GeeGee looked wistfully across the kitchen table at his copy of a very rare publication. “It seems a lot of trouble to go to,” he said, “and someone could have tripped them up at any time.”

“Yes,” Crabbe said, “but the important thing was to make the lie big enough—to have an alibi no one would even think of questioning. They didn’t want us or the insurance company to begin doubting.”

“And you know these struggling literary sorts,” Crabbe added. “Desperate to get published, touchingly grateful when they are, not inclined to ask questions.” There was the faintest ghost of a chuckle as the inspector hung up.

GeeGee picked up The Literary England Poetry Annual and slipped it into a drawer.

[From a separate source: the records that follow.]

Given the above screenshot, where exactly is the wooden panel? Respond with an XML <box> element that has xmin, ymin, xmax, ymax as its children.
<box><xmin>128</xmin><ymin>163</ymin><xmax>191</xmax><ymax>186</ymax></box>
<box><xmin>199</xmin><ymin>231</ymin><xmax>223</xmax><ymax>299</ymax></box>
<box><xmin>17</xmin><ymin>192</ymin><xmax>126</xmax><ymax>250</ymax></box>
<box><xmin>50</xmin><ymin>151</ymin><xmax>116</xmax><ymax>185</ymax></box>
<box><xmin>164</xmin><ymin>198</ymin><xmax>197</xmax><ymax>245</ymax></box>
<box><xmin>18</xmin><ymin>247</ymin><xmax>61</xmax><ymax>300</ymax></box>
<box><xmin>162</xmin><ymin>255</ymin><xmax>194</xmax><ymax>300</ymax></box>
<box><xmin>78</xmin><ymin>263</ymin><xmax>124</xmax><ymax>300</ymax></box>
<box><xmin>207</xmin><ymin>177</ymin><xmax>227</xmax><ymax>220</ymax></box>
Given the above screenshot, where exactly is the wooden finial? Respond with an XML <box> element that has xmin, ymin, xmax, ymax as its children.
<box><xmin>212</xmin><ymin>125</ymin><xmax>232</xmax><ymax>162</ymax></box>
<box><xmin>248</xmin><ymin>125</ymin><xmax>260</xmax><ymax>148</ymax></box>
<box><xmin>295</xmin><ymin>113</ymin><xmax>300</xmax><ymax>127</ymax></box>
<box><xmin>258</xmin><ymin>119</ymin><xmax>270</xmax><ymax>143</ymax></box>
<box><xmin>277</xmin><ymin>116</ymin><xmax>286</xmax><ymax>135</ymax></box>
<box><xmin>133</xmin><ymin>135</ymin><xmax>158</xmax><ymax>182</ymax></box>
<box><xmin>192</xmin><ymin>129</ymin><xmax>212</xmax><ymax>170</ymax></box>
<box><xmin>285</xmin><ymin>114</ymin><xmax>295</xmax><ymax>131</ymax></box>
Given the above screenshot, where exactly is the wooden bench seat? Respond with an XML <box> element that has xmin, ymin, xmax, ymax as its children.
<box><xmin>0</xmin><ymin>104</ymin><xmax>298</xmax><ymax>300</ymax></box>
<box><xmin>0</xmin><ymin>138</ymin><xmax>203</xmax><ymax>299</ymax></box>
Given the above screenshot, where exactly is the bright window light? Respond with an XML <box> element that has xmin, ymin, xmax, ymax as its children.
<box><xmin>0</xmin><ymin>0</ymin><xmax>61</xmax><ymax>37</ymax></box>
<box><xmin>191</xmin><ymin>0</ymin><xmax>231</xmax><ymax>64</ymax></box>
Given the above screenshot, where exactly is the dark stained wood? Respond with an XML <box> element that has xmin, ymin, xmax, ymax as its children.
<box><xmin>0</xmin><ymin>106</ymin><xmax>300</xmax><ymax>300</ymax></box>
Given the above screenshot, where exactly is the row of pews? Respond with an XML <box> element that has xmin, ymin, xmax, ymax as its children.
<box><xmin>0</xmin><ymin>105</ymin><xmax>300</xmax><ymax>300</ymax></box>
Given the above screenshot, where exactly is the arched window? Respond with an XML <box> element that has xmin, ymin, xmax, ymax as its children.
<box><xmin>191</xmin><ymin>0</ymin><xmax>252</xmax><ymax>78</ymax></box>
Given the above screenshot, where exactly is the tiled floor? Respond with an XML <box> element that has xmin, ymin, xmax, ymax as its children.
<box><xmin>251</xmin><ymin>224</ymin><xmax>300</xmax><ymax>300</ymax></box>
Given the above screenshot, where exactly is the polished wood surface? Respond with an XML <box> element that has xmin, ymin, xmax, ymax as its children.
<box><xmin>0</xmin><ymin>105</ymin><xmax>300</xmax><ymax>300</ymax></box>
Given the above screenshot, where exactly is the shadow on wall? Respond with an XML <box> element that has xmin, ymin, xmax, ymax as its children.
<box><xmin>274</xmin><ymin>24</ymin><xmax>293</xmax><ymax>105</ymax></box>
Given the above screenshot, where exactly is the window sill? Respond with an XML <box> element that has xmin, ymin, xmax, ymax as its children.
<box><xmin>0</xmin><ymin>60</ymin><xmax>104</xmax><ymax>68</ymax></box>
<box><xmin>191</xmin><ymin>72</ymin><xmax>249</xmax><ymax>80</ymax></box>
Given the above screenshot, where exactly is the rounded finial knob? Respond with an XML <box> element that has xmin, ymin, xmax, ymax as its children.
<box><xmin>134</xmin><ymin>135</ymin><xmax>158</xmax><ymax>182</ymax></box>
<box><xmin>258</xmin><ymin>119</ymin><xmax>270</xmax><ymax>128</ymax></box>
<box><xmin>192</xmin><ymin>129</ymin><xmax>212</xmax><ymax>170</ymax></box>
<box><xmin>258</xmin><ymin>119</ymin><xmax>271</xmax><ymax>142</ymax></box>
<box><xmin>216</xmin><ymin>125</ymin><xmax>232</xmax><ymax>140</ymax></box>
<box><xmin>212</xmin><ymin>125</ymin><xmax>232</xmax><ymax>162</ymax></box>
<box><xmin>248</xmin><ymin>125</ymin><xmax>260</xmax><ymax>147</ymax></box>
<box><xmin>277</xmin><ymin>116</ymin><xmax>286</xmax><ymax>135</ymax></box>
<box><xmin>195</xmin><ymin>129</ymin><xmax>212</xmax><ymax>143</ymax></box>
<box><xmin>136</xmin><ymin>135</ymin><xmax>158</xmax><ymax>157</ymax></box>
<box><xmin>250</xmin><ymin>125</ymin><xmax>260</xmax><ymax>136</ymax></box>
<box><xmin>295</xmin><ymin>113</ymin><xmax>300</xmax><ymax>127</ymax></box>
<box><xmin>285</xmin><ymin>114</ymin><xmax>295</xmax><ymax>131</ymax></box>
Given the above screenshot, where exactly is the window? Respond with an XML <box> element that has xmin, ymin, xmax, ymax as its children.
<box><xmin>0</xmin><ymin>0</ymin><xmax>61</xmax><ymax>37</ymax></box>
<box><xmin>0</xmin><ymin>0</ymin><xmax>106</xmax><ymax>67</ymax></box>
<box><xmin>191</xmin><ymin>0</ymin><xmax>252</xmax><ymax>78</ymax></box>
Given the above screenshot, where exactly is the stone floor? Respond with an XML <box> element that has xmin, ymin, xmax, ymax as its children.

A scrap of song flitted through his head once more:

Where is the promise of my years,
once written on my brow . . . .

He remembered that the lines were by Adah Isaacs Menken, an actress known mostly for appearing on stage half nude and strapped to the back of a horse. She also wrote poetry.

“Nightscape” wasn’t half bad, GeeGee decided, and it hadn’t really been published. It might be just the thing for Pumpernickel: A Poetic Potpourri. He turned to his typewriter and began to type and hum.